Illustrazione di Anna Rossi

Con Abbiamo sempre vissuto nel castello (Adelphi, 2009), Shirley Jackson colpisce ancora. E lo fa fin dal titolo: con un senso di claustrofobia che attanaglia, con il sentore ammuffito di una saga famigliare deragliata.

Quel che ormai rimane dei Blackwood sono le sorelle Merricat e Constance e zio Julian, ermeticamente chiusi nella loro dimora e «odiati da […] tutti gli abitanti del paese» (p. 13). Ma non è sempre stato così. Tutto è peggiorato sei anni prima, quando gli altri membri della famiglia sono morti in quella stessa casa, dopo una cena preparata da Constance e quando, poi, a seguito del processo nessuna persona è stata giudicata colpevole.

Eppure da quel giorno la vita all’interno del castello sembra consumarsi come un idillio cadenzato da piccoli riti perfetti, tra i pasti cucinati dall’ottima Constance, i giochi infantili di Merricat e gli studi di zio Julian.

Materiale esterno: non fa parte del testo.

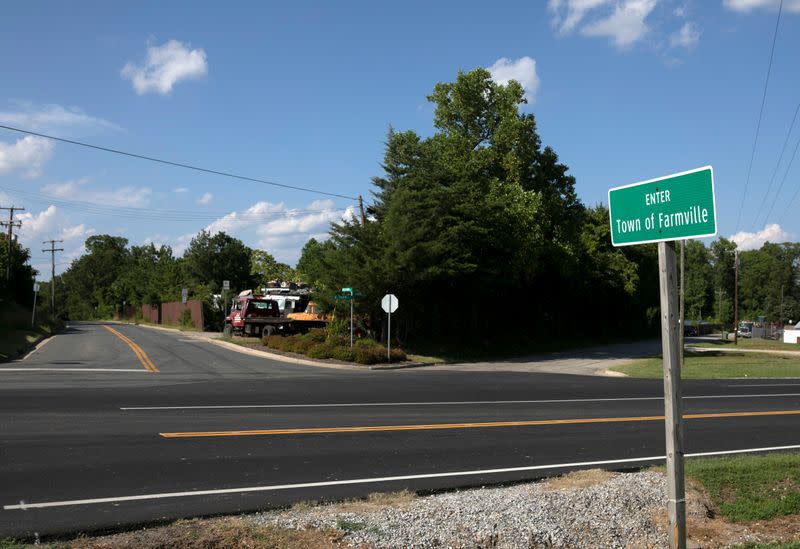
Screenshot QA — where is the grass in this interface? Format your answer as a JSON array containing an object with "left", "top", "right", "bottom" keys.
[
  {"left": 611, "top": 352, "right": 800, "bottom": 379},
  {"left": 10, "top": 517, "right": 344, "bottom": 549},
  {"left": 685, "top": 453, "right": 800, "bottom": 522},
  {"left": 689, "top": 338, "right": 800, "bottom": 352},
  {"left": 731, "top": 541, "right": 800, "bottom": 549}
]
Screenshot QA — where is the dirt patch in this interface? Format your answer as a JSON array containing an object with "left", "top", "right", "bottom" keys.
[
  {"left": 47, "top": 517, "right": 346, "bottom": 549},
  {"left": 542, "top": 469, "right": 614, "bottom": 491},
  {"left": 653, "top": 481, "right": 800, "bottom": 549}
]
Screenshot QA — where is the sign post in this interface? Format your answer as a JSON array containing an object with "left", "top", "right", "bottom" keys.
[
  {"left": 608, "top": 166, "right": 717, "bottom": 549},
  {"left": 31, "top": 282, "right": 39, "bottom": 327},
  {"left": 342, "top": 288, "right": 353, "bottom": 348},
  {"left": 381, "top": 294, "right": 400, "bottom": 362}
]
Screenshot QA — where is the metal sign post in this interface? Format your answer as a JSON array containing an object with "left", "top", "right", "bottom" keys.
[
  {"left": 31, "top": 282, "right": 39, "bottom": 327},
  {"left": 658, "top": 242, "right": 686, "bottom": 549},
  {"left": 342, "top": 288, "right": 353, "bottom": 348},
  {"left": 608, "top": 166, "right": 717, "bottom": 549},
  {"left": 381, "top": 294, "right": 399, "bottom": 362}
]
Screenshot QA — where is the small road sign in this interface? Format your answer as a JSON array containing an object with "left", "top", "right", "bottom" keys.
[
  {"left": 608, "top": 166, "right": 717, "bottom": 246},
  {"left": 381, "top": 294, "right": 399, "bottom": 313}
]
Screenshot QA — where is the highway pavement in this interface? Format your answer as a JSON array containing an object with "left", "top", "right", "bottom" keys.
[{"left": 0, "top": 323, "right": 800, "bottom": 538}]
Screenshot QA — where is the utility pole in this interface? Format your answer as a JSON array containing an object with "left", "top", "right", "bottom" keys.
[
  {"left": 733, "top": 250, "right": 739, "bottom": 345},
  {"left": 42, "top": 240, "right": 64, "bottom": 319},
  {"left": 658, "top": 241, "right": 686, "bottom": 549},
  {"left": 678, "top": 239, "right": 684, "bottom": 369},
  {"left": 0, "top": 206, "right": 25, "bottom": 284},
  {"left": 358, "top": 195, "right": 367, "bottom": 227}
]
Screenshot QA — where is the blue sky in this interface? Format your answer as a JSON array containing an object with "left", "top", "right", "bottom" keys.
[{"left": 0, "top": 0, "right": 800, "bottom": 279}]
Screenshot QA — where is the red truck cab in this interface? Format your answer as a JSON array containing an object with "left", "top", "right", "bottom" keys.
[{"left": 225, "top": 290, "right": 282, "bottom": 336}]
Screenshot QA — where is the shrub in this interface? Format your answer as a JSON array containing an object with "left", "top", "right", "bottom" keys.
[
  {"left": 325, "top": 334, "right": 350, "bottom": 347},
  {"left": 331, "top": 347, "right": 356, "bottom": 362},
  {"left": 391, "top": 349, "right": 408, "bottom": 362},
  {"left": 306, "top": 343, "right": 334, "bottom": 358},
  {"left": 353, "top": 337, "right": 385, "bottom": 350},
  {"left": 325, "top": 318, "right": 350, "bottom": 337},
  {"left": 353, "top": 346, "right": 386, "bottom": 364},
  {"left": 303, "top": 328, "right": 328, "bottom": 343},
  {"left": 180, "top": 309, "right": 194, "bottom": 328},
  {"left": 292, "top": 337, "right": 319, "bottom": 354}
]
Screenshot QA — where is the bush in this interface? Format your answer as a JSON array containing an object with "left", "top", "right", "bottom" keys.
[
  {"left": 180, "top": 309, "right": 194, "bottom": 328},
  {"left": 325, "top": 334, "right": 350, "bottom": 348},
  {"left": 331, "top": 346, "right": 356, "bottom": 362},
  {"left": 353, "top": 346, "right": 386, "bottom": 364},
  {"left": 306, "top": 343, "right": 335, "bottom": 358},
  {"left": 303, "top": 328, "right": 328, "bottom": 343}
]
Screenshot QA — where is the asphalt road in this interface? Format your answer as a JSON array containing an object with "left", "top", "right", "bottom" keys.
[{"left": 0, "top": 324, "right": 800, "bottom": 538}]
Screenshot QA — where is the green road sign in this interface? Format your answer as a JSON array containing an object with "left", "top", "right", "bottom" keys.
[{"left": 608, "top": 166, "right": 717, "bottom": 246}]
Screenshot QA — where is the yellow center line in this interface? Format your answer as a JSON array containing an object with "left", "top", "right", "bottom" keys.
[
  {"left": 159, "top": 410, "right": 800, "bottom": 438},
  {"left": 103, "top": 326, "right": 158, "bottom": 372}
]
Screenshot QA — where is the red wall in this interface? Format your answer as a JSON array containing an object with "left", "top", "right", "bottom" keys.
[{"left": 142, "top": 299, "right": 203, "bottom": 331}]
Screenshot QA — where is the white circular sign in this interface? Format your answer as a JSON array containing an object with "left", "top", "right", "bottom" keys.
[{"left": 381, "top": 294, "right": 398, "bottom": 313}]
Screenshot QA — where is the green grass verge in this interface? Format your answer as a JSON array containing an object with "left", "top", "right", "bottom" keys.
[
  {"left": 611, "top": 352, "right": 800, "bottom": 379},
  {"left": 688, "top": 338, "right": 800, "bottom": 353},
  {"left": 731, "top": 541, "right": 800, "bottom": 549},
  {"left": 685, "top": 453, "right": 800, "bottom": 522}
]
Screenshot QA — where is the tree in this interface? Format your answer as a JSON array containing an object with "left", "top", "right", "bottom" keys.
[
  {"left": 183, "top": 230, "right": 253, "bottom": 294},
  {"left": 0, "top": 234, "right": 38, "bottom": 306},
  {"left": 250, "top": 250, "right": 297, "bottom": 285},
  {"left": 683, "top": 239, "right": 715, "bottom": 319},
  {"left": 62, "top": 234, "right": 132, "bottom": 319},
  {"left": 297, "top": 69, "right": 658, "bottom": 344}
]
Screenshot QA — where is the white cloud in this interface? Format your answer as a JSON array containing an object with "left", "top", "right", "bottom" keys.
[
  {"left": 0, "top": 135, "right": 53, "bottom": 177},
  {"left": 669, "top": 22, "right": 700, "bottom": 49},
  {"left": 149, "top": 200, "right": 354, "bottom": 264},
  {"left": 730, "top": 223, "right": 792, "bottom": 250},
  {"left": 42, "top": 178, "right": 153, "bottom": 208},
  {"left": 722, "top": 0, "right": 800, "bottom": 13},
  {"left": 0, "top": 102, "right": 121, "bottom": 135},
  {"left": 547, "top": 0, "right": 611, "bottom": 33},
  {"left": 489, "top": 56, "right": 539, "bottom": 103},
  {"left": 121, "top": 40, "right": 208, "bottom": 95},
  {"left": 581, "top": 0, "right": 658, "bottom": 48}
]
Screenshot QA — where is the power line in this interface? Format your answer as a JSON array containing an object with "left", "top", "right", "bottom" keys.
[
  {"left": 0, "top": 124, "right": 356, "bottom": 200},
  {"left": 0, "top": 205, "right": 25, "bottom": 284},
  {"left": 0, "top": 186, "right": 346, "bottom": 221},
  {"left": 734, "top": 0, "right": 783, "bottom": 232},
  {"left": 756, "top": 99, "right": 800, "bottom": 227},
  {"left": 765, "top": 131, "right": 800, "bottom": 225}
]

La dicotomia tra interno ed esterno è estrema: avulsa dal contesto sociale, la casa dei Blackwood rappresenta una regressione paranoica a un utero materno accogliente e rassicurante; inevitabilmente il paese e i suoi abitanti diventano minaccia all’ordine costituito. Non può che risultarne, allora, che l’unica deroga alla clausura, rappresentata dalle uscite in paese di Merricat per recuperare gli ingredienti per la sorella, combaci con climax vertiginose di tensione narrativa:

«Dai Blackwood si è sempre mangiato bene». Era stata Mrs. Donnell a parlare, pronunciando chiaramente le parole dietro di me, e qualcuna aveva ridacchiato mentre un’altra aveva fatto «Sshh». Non mi voltavo mai; era già abbastanza sentirle tutte lì dietro di me senza dover anche guardare quelle facce ottuse e grigie, quegli occhi pieni di odio. Vi auguro di schiattare, pensai, e morivo dalla voglia di dirlo ad alta voce. (p.18)

Pagina dopo pagina, i residui della famiglia Blackwood rivelano sfumature psicologiche perturbanti: Merricat passa i pomeriggi a seppellire oggetti e a imparare a memoria le virtù dei funghi velenosi; Constance rivela un’agorafobia totalizzante («Ci rinchiuderemo qui dentro a doppia mandata, ancor più di prima», p. 148), zio Julian passa ogni giorno cercando ossessivamente di fissare la memoria di quella sera per iscritto per poi pubblicarne un libro di grande successo.

«Se sopravvivo» diceva sempre a Constance «scriverò io il libro. In caso contrario, fa’ in modo che i miei appunti siano affidati a qualche grande cinico che non sia troppo interessato alla verità.» (p. 59)

In pieno gusto neogotico, l’apparente perfezione rivela un marciume sinistro, perverso che prenderà inevitabilmente il sopravvento quando un elemento estraneo verrà a deturpare la stasi interna al castello. L’odio sotteso di entrambe le parti non potrà che sfociare in accadimenti sconvolgenti. Forse irreversibili.

Abbiamo sempre vissuto nel castello consacra Jackson come impeccabile ritrattista di outsider sociali, creatrice di ecosistemi incancreniti in sé stessi all’insegna di una sensazione di costante scomodità.

Come se il lettore stesso diventasse elemento ostile e perturbante.

Perché, in realtà, il male di cui parla è quello insito in ognuno di noi.